Professional ratings
Review scores
| Source | Rating |
| AllMusic | Star |
| Christgau's Record Guide | A− |
| Mojo | Star |
| The Rolling Stone Album Guide | Star |

==Overview==
The songs on the album are regarded as the finest written by Bunny Wailer, and explore themes such as repatriation ("Dreamland"), and his arrest for marijuana possession ("Fighting Against Conviction", originally titled "Battering Down Sentence"). "This Train" is very loosely based on the American gospel standard of the same name. The album features some of Jamaica's leading musicians and also contributions from Bob Marley and Peter Tosh of the Wailers on backing vocals, and the Wailers rhythm section of Carlton and Aston Barrett on some of the tracks. The origins of the album title goes back to Wailer's childhood in the Jamaican countryside, where he grew up in the same village as his friend Bob Marley.

Wailer said:
Well, the Blackheart Man is a very serious fable; when we were kids, we all grew up hearing about this Blackheart Man, and we were told that you had to be careful of strangers who might walk up to you and invite you into a situation, or you might be found in the lonely countryside, or in the gullies, or anywhere that this individual might have shown up, and then he would take your heart out. So it brought fear on all the youths of that time when they heard the name, Blackheart Man. So I did the album based on my experiences.

Bunny Wailer himself considers Blackheart Man to be his best solo album. As he told Jamaican newspaper The Daily Gleaner in June 2009:
I will make good albums, yes, for I have made good albums - Liberation, Protest, Struggle, My Father's House, Rock and Groove. All them album is really good album - Marketplace - but Blackheart Man is really an exceptional album, as to the valuation of the message and the number of people who have received that message and have made themselves better people through them lives within the spiritual and cultural settings that the Blackheart Man exhibits.

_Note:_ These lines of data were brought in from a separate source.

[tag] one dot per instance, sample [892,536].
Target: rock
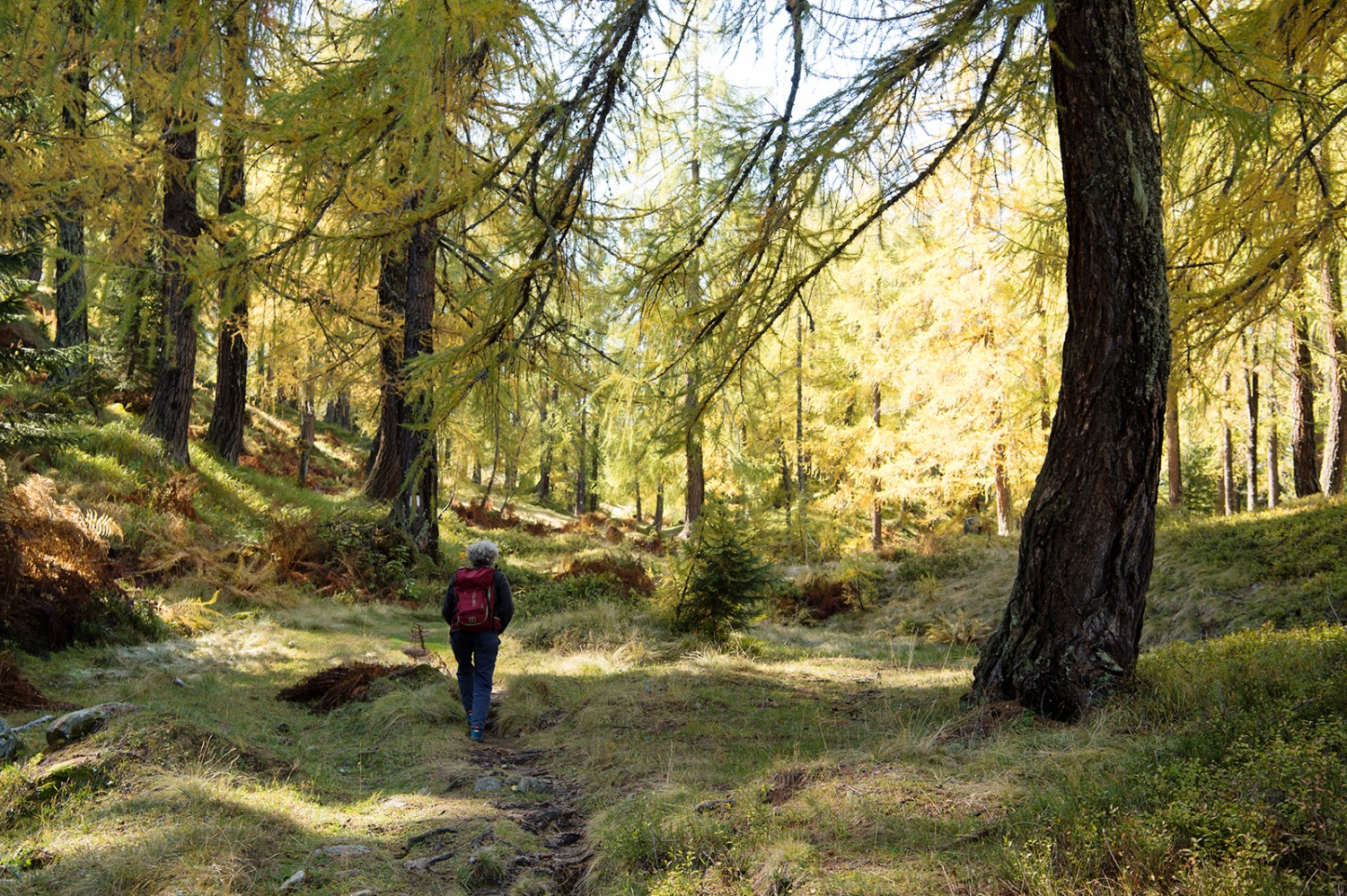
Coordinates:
[83,723]
[411,680]
[339,850]
[10,742]
[533,786]
[487,785]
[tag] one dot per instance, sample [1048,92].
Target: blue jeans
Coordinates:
[476,655]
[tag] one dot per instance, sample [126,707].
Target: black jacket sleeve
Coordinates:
[450,604]
[504,600]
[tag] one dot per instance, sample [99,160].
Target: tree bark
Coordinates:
[1331,294]
[877,507]
[228,417]
[581,467]
[1172,444]
[1072,626]
[1252,444]
[72,291]
[544,459]
[1002,487]
[306,435]
[170,406]
[415,508]
[1304,470]
[1273,444]
[385,462]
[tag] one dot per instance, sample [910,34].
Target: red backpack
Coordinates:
[476,593]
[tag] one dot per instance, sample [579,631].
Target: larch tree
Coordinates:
[1072,627]
[182,35]
[226,417]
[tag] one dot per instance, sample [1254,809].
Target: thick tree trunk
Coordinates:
[1252,444]
[581,467]
[306,435]
[228,417]
[1331,294]
[72,299]
[1172,444]
[170,407]
[544,459]
[415,508]
[695,492]
[385,462]
[1228,505]
[1304,470]
[1072,626]
[877,507]
[1273,446]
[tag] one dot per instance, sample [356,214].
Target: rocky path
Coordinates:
[522,787]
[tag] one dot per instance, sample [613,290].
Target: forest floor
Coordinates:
[794,759]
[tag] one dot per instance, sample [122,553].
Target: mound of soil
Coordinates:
[341,685]
[16,691]
[628,573]
[487,518]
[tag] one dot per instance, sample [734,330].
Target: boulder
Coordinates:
[487,785]
[10,744]
[339,850]
[83,723]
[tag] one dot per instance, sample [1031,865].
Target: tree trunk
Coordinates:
[1331,294]
[1252,444]
[1072,626]
[593,479]
[544,459]
[415,508]
[1304,470]
[877,507]
[228,417]
[581,468]
[1002,487]
[385,462]
[1172,454]
[72,291]
[1273,444]
[170,406]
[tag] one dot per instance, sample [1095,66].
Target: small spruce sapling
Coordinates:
[718,578]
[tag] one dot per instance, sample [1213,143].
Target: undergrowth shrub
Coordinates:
[1242,788]
[57,585]
[349,557]
[716,580]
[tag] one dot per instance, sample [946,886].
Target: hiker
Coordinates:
[477,607]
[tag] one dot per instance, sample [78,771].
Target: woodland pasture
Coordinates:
[792,756]
[915,434]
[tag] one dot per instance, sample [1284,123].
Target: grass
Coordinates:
[791,759]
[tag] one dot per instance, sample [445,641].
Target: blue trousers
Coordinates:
[476,654]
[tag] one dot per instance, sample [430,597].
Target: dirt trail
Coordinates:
[549,812]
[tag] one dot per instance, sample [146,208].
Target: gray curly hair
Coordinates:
[482,553]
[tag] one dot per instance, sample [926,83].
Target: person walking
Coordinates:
[479,608]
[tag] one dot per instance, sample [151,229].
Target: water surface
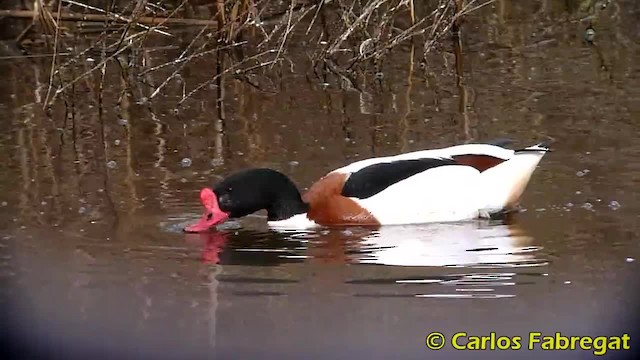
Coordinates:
[93,263]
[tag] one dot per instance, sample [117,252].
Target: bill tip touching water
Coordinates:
[456,183]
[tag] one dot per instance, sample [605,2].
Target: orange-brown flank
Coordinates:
[328,207]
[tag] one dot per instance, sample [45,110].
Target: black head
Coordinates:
[248,191]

This is one of the three Wailers solo albums released in 1976, along with Peter Tosh's album Legalize It and Bob Marley's Rastaman Vibration.
The album was listed in the 1999 book The Rough Guide: Reggae: 100 Essential CDs.

== Release history ==
The original LP release of the album was released in two different mixes. The international mix is what is most widely available and has appeared on CD. The Jamaican mix has longer versions of songs and different overdubs. In particular, the Jamaican mix of "This Train" lasts a full minute longer. Although the Jamaican mix has not appeared on CD, it remains a favorite amongst reggae aficionados.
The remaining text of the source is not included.